QUATRIÈME SECTION
DÉCISION
Requête no 59856/18
Cennet KAYA
contre la Belgique
La Cour européenne des droits de l’homme (quatrième section), siégeant le 12 septembre 2019 en un comité composé de :
Stéphanie Mourou-Vikström, présidente,
Georges Ravarani,
Jolien Schukking, juges,
et de Liv Tigerstedt, greffière adjointe de section f.f.,
Vu la requête susmentionnée introduite le 12 décembre 2018,
Vu la déclaration formelle d’acceptation d’un règlement amiable de cette affaire,
Après en avoir délibéré, rend la décision suivante :
FAITS ET PROCÉDURE
Les informations détaillées concernant la requérante se trouvent dans le tableau joint en annexe.

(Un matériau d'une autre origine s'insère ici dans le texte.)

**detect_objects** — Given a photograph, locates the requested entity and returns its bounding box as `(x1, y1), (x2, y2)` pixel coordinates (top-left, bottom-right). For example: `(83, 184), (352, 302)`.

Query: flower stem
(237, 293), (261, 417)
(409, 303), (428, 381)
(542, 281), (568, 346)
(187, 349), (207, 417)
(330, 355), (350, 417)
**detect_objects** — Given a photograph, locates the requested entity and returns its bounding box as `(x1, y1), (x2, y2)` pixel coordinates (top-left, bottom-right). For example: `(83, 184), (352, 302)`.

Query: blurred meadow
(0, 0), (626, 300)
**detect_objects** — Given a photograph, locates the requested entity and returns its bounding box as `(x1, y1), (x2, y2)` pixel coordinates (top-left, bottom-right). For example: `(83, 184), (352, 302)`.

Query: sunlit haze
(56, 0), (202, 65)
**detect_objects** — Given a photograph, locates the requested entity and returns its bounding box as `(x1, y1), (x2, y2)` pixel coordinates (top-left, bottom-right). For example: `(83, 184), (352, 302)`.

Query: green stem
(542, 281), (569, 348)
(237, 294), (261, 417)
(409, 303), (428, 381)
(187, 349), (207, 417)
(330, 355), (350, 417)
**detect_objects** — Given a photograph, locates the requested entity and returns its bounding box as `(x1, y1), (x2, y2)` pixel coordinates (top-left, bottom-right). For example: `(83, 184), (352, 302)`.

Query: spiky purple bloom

La requérante a été représentée devant la Cour par Me S. Karsikaya, avocat exerçant à Bruxelles.
Les griefs que la requérante tirait de l’article 2 de la Convention (manquement à l’obligation positive de protéger la vie de son mari et recours disproportionné à la force meurtrière) ont été communiqués au gouvernement belge (« le Gouvernement »).
La Cour a reçu la déclaration de règlement amiable en vertu de laquelle la requérante acceptait de renoncer à toute autre prétention à l’encontre de la Belgique à propos des faits à l’origine de cette requête, le Gouvernement s’étant engagé à lui verser la somme reproduite dans le tableau joint en annexe. Cette somme sera versée dans un délai de trois mois à compter de la date de la notification de la décision de la Cour. Si elle n’était pas versée dans ce délai, le Gouvernement s’engage à la majorer, à compter de l’expiration du délai et jusqu’au règlement, d’un intérêt simple à un taux égal à celui de la facilité de prêt marginal de la Banque centrale européenne applicable pendant cette période, augmenté de trois points de pourcentage.
Le paiement vaudra règlement définitif de l’affaire.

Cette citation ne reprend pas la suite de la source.